There’s a salsa station, a blue corn tortilla station, a pulque station, someone jabbing tamarind laced straws into gigantic neon red cocktails that resemble a mutation of a Michelada. Family after family, vendor after vendor it’s what I’d imagine going to Phish concert in ’98 would be like but instead of the band crowds are there for Barbacoa.

Who knows where everyone came from? How far have they driven? Do they do this every weekend? So many questions and so little Spanish.

Sure, I had some of THE BEST meat in my life and discovered ancient preparations like the pit-cooked pancita (lamb stomach filled with innards) but it was the community of it all that blew me away.
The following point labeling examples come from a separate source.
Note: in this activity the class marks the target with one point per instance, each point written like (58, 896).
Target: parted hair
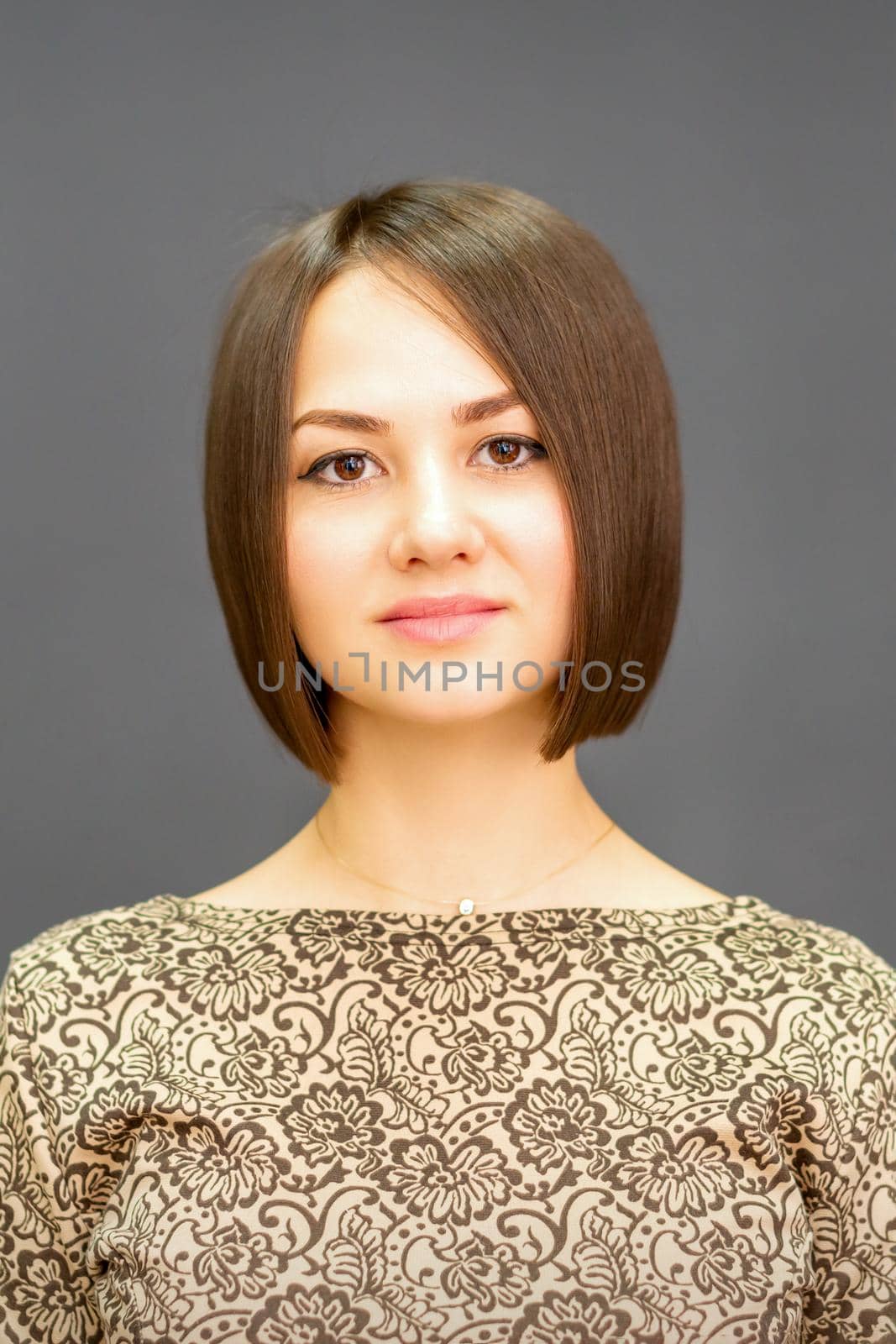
(547, 304)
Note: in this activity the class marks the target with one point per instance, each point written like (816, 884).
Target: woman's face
(419, 507)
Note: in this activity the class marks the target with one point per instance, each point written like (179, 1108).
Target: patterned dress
(558, 1126)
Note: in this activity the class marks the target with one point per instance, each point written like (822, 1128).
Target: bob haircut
(544, 302)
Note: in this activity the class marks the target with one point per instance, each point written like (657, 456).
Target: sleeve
(846, 1164)
(46, 1294)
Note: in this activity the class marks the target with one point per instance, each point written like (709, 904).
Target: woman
(461, 1061)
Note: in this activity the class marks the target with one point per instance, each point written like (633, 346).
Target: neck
(441, 810)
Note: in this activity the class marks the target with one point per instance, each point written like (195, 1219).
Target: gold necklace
(465, 906)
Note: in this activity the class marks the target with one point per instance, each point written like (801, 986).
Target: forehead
(364, 333)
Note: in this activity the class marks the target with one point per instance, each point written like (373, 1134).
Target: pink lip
(453, 604)
(441, 629)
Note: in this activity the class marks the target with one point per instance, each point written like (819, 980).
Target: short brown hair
(544, 300)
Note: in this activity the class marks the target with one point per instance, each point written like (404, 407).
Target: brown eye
(354, 470)
(504, 454)
(506, 449)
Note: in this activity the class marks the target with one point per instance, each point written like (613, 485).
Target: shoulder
(87, 960)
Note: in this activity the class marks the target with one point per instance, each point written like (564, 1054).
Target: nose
(434, 519)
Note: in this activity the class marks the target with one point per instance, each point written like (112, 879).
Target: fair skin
(443, 792)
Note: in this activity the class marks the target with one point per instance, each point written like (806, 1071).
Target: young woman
(461, 1061)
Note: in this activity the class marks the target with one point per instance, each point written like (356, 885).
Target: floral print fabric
(559, 1126)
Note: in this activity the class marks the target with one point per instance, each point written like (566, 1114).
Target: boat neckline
(387, 922)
Grandparents laughing with grandchildren, hardened working-class laborers smiling ear to ear as they sipped beer and went full karaoke on every song that came on the loudspeaker. Three, sometimes four generations sitting around giant tables.

I don’t think I’ve ever been in a place filled with so much love and lamb. I almost felt intrusive, like I was crashing a Mexican wedding but at every turn, someone was kindly offering a taste of this or a tip on where the shortest line for more tortillas was.

I love this Mexico, it’s a different universe from much of what we see up north. Words like cantina or barbacoa end up on fast food menus and crappy chain restaurant signs devoid of any connections to their origins. Where centuries-old cooking techniques are preserved and become the centerpiece for family and a tipsy uncle to tell an old story everyone has heard a thousand times. It’s because this Mexico is Mexico. I’m glad I had the chance to see it for a day.

-Reggie Milligan, Co-Founder Mantry.